Göttliches Gleichgewicht

Die tägliche Lieblingsstelle ist eine Art Bäumchen, an dem ich morgens vorbeilaufe. Keine Ahnung, wie es heißt, aber er besitzt schöne Blüten, die sich täglich erneuern. Eine zartes Orange überzieht sie und die Blätter schmiegen sich in einer Weise symmetrisch umeinander, wie es nur die Natur schafft zustande zu bringen. Jeder Künstler und Architekt bedient sich dieser Symmetrie und kupfert sie mehr oder weniger gelungen ab. Und das Weniger kann dabei auch reizvoll sein.

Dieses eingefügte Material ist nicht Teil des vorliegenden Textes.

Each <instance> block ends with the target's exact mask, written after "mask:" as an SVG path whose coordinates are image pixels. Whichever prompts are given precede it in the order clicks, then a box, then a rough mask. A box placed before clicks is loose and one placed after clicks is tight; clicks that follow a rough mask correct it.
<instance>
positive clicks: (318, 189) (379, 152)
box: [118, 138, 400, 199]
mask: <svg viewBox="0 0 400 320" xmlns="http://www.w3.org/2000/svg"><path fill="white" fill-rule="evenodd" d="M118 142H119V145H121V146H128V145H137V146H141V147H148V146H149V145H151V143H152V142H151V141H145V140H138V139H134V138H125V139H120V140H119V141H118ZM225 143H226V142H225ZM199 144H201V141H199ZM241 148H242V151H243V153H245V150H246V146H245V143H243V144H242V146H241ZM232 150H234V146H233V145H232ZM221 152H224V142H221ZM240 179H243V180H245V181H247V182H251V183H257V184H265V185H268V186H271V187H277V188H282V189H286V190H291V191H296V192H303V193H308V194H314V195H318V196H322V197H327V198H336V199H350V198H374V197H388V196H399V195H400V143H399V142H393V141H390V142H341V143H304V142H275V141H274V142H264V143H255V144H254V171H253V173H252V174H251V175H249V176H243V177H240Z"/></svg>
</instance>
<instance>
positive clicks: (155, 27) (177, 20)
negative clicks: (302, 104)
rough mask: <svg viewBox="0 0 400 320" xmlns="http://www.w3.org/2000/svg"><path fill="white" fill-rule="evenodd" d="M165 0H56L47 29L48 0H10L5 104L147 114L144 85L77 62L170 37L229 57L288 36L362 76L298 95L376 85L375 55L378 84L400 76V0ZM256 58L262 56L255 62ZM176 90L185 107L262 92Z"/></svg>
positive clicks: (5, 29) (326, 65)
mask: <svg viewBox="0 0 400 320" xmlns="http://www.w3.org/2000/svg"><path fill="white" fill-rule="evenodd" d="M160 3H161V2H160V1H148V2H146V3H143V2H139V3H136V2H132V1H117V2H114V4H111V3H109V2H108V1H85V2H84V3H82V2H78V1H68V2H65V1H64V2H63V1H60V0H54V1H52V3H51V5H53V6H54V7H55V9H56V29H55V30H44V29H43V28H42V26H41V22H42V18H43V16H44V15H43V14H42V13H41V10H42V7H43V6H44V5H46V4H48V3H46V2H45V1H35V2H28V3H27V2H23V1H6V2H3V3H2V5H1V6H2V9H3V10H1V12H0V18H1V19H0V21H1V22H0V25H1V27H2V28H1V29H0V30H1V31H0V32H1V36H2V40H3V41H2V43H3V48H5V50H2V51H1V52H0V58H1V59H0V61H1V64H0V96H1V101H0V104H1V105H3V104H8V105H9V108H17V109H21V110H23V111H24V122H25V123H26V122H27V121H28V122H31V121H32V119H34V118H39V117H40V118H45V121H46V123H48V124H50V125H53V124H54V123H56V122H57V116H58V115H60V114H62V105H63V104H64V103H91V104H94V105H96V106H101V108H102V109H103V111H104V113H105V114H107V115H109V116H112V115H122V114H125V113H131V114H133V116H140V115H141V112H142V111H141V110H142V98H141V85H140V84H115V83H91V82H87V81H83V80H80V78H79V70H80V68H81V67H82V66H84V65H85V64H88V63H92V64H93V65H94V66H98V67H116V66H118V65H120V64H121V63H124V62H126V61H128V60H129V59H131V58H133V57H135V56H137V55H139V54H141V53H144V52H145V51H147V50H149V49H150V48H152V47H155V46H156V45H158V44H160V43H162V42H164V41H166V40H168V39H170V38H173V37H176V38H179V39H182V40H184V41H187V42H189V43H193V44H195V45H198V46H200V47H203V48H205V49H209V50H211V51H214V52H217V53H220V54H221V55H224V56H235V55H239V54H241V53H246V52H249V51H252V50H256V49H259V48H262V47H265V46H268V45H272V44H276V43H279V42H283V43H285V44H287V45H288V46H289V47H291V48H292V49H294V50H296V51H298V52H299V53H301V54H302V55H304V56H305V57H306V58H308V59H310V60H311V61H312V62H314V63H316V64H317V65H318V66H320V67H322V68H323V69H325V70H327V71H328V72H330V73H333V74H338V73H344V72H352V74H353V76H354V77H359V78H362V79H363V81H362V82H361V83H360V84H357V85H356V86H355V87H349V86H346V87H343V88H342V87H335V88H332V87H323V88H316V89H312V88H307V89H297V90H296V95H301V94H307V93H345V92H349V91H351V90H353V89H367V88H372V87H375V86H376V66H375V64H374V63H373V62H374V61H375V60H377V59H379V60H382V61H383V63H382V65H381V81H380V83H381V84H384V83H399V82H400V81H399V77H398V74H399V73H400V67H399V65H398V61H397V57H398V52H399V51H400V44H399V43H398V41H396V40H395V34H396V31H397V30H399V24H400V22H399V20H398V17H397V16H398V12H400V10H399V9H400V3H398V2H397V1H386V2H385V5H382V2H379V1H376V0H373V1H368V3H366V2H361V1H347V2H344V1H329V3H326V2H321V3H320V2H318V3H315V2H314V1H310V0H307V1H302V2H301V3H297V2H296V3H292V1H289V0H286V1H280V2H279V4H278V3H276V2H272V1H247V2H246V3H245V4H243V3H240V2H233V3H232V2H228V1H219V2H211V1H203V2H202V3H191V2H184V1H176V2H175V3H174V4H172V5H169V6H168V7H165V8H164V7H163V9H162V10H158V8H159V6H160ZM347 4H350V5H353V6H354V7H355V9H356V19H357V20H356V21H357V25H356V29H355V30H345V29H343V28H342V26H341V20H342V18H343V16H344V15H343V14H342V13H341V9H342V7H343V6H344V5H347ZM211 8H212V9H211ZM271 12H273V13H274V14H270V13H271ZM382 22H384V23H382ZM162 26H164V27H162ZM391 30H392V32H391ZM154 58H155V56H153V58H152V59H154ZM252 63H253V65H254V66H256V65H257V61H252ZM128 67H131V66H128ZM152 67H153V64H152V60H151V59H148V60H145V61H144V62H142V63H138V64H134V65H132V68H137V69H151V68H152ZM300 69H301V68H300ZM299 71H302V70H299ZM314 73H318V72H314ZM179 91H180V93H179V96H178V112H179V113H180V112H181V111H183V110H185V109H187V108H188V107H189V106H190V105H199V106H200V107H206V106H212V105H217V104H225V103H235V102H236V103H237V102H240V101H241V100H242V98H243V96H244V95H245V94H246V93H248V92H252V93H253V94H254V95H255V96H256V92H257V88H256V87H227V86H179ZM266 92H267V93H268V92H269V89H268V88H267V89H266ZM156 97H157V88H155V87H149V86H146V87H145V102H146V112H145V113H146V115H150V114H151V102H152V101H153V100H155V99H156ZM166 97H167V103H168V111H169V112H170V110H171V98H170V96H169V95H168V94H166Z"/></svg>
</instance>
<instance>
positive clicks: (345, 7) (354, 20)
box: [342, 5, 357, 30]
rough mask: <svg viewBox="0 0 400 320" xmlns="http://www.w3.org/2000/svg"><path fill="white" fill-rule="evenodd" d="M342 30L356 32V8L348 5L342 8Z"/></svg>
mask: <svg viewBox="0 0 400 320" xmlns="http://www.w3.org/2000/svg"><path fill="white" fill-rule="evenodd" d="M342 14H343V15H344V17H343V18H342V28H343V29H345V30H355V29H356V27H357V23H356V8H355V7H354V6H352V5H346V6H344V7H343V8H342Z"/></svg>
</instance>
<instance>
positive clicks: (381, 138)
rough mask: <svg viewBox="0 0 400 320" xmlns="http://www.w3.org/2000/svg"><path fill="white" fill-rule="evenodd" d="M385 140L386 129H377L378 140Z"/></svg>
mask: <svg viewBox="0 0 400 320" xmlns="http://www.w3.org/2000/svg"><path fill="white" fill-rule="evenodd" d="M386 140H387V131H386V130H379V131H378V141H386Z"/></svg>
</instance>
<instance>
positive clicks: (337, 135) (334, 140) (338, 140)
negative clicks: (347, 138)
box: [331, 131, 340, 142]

Der „Wilhelmsturm“ ist ein Beispiel dazu, das Wahrzeichen der Stadt, in der ich aufwuchs. Er zog uns Kinder damals magisch an. Abgesehen von den unendlich, vielen geheimen Ecken, die es damals noch auf dem Gelände gab, auf dem er steht, rührte mich dieses Gebäude an und ist auch heute noch ein Ort, an dem ich mich, allein, wenn ich nur dort oben stehe, wundersam fühle. Mein alter Hausarzt aus Kinderzeiten klärte mich zufällig vor einigen Jahren darüber auf, was den Turm so einzigartig und auch so anziehend macht. Ihm persönlich gefalle es ja nicht, aber der Turm sei »epen halt so a-symmehhhtrisch«. Und es stimmt. Ich habe Fotos angeschaut, bin daraufhin drumherumgelaufen: Er ist tatsächlich asymmetrisch.

Also ich mags ja gerne ordentlich und somit tendiere ich, obwohl die Asymmetrie ja nicht, wie erwähnt, einem gewissen Reiz entbehrt, eher zur Symmetrie. Schon eine Freundin machte mich darauf aufmerksam, dass Fotos von mir meist eine Mittelachse enthalten, von der links und rechts alles gleich aussieht und eine Homöopathie praktizierende Ärztin riet mir dringend davon ab eine asymmetrische Frisur zu tragen, die ich (oh Graus) einst trug: »Nicht gut für das innere Gleichgewicht«. Gilt übrigens für jeden! Ich bin also ganz normal mit meiner Affinität zur Symmetrie. Ist ja auch logisch: Es entspricht der Natur! Auf Dauer fehlt es an Spannung, aber es beruhigt ungemein.